Technology and the law: Will reasonableness be the ruin of privacy?
By: Alex Cameron
August 16, 2005
In a recent ID TRAIL MIX entry titled “A Society Drunk on Technology (or, A Luddite Commissioner Takes Stock)”, Frank Work, Information and Privacy Commissioner of Alberta, blogged some of his insightful observations about the nature of the relationship between technology and “the rules”. This is a fascinating area of inquiry and an essential one in the area of privacy. For this entry, I want to add a brief late-summer observation of my own.
Many modern technologies implicate privacy directly. Some technologies unquestionably enable privacy invasions – these are the key-loggers and other surreptitious surveillance technologies. Other technologies are ostensibly designed to protect against privacy invasions – these are our so-called “Privacy Enhancing Technologies” or “PETs”, such as encryption. Many other technologies lie somewhere in the middle, having some impact on privacy but perhaps an unintentional or peripheral one.
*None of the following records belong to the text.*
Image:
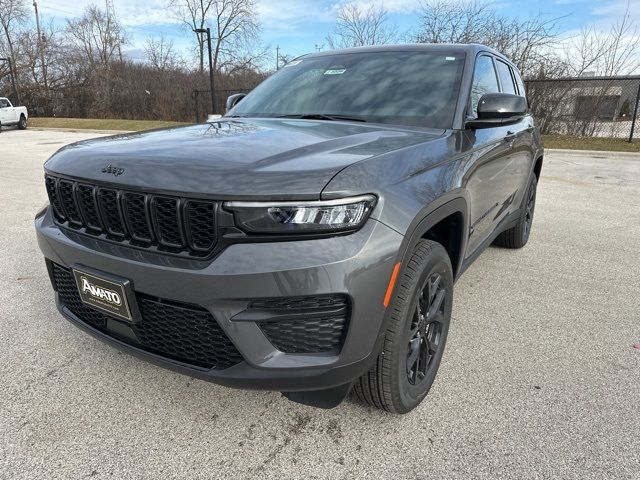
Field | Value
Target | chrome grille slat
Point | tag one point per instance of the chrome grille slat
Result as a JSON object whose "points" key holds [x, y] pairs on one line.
{"points": [[161, 223]]}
Camera phones and RFID tags might fall into this middle category.
In addition to the kinds of direct effects listed above, however, technology can have fundamental implications for privacy law because of the way that most countries have chosen to regulate privacy. Setting aside the issues (and limitations) of consent-based privacy regulation, the use of reasonableness – and in particular the notion of a ‘reasonable expectation of privacy’ – permits technology to undermine the spirit of existing laws by continually influencing or changing the context in which those laws are interpreted. At the very least, this interaction between technology and law suggests that technology, rather than law, is the prime force charting our future privacy landscape.
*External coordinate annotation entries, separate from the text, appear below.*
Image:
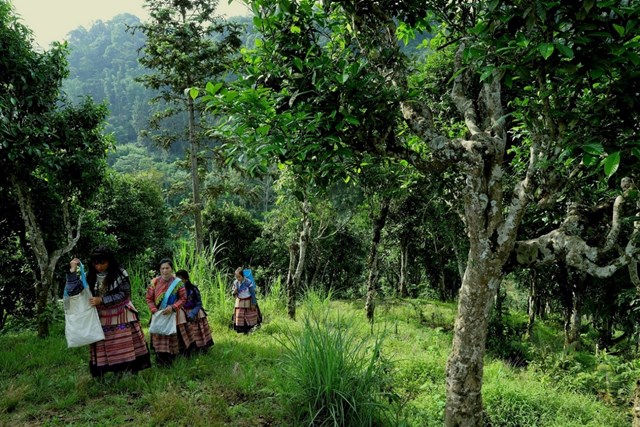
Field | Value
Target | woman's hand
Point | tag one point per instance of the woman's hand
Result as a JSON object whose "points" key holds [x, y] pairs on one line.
{"points": [[73, 265]]}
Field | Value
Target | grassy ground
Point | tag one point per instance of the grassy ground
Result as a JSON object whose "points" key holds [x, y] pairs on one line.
{"points": [[242, 381]]}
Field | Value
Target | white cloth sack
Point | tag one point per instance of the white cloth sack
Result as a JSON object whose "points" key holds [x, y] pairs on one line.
{"points": [[81, 321], [163, 324]]}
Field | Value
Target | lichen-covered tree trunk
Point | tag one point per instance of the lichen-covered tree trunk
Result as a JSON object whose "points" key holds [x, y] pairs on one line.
{"points": [[465, 363], [303, 243], [291, 294], [195, 179], [378, 225], [404, 264], [46, 260], [573, 320], [532, 303]]}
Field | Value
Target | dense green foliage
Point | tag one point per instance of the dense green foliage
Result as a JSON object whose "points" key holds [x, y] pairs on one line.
{"points": [[247, 380], [313, 141]]}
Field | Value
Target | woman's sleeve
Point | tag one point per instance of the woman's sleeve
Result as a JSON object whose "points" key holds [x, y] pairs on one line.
{"points": [[182, 297], [73, 286], [150, 297], [122, 291], [197, 299], [252, 291]]}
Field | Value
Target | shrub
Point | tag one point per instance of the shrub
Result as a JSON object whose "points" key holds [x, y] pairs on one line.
{"points": [[331, 376]]}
In order to help understand this point, it is useful to first consider a non-privacy example – the use of geo-location technology by e-commerce businesses. Geo-location technology allows companies to determine the location of potential online customers with a reasonably high degree of accuracy. Knowing the location of a potential customer can be important for an e-commerce business that does not wish to do business in particular jurisdictions, perhaps they do not wish to be hauled into court or face potential legal liability in those jurisdictions. For example, Canadian visitors to the US-based site Movielink.com are met with the following message: “Thanks for visiting Movielink! Unfortunately, we do not offer our service in your region.” As geo-location technology becomes more widely available and adopted, companies may be judged in law according to whether or not they use it. If, for example, a major multi-national company did not use geo-location to limit the jurisdictions that it sells to online, and it could have done so, then that company may be found subject to the laws of all jurisdictions that it was selling to. This analysis may depend on the circumstances of particular cases as well as the extent to which effective geo-location technology is available and generally adopted. The important point is that the technology itself can be used to define the context in which the existing law is interpreted and even become an integral part of the legal test.
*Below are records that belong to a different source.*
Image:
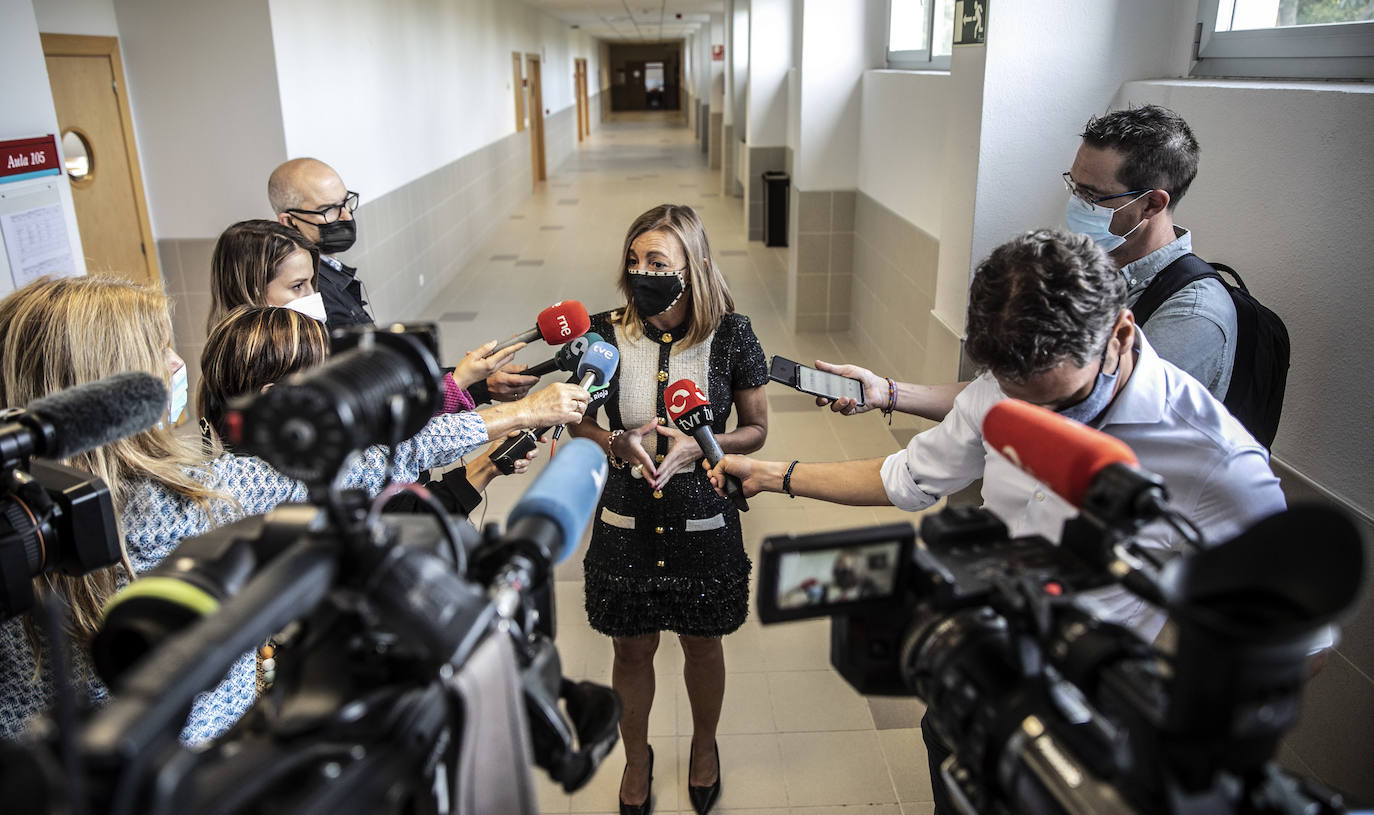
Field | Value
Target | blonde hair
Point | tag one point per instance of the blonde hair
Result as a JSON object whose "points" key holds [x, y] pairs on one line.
{"points": [[57, 334], [706, 289], [250, 348]]}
In the area of privacy, a similar issue may arise in the context of encryption technology. As it presently stands, most email users likely believe that their email communications are entirely private. That assumption may not always reflect reality (which is not important for the purposes of this blog entry). However, if encryption technology is a virtual guarantee of private email communications, then it is conceivable that future courts or legislators may hold that a person is not legally entitled to an objectively reasonable expectation of privacy in their email if they do not use encryption. This may of course depend on whether encryption technology is generally adopted, available and affordable.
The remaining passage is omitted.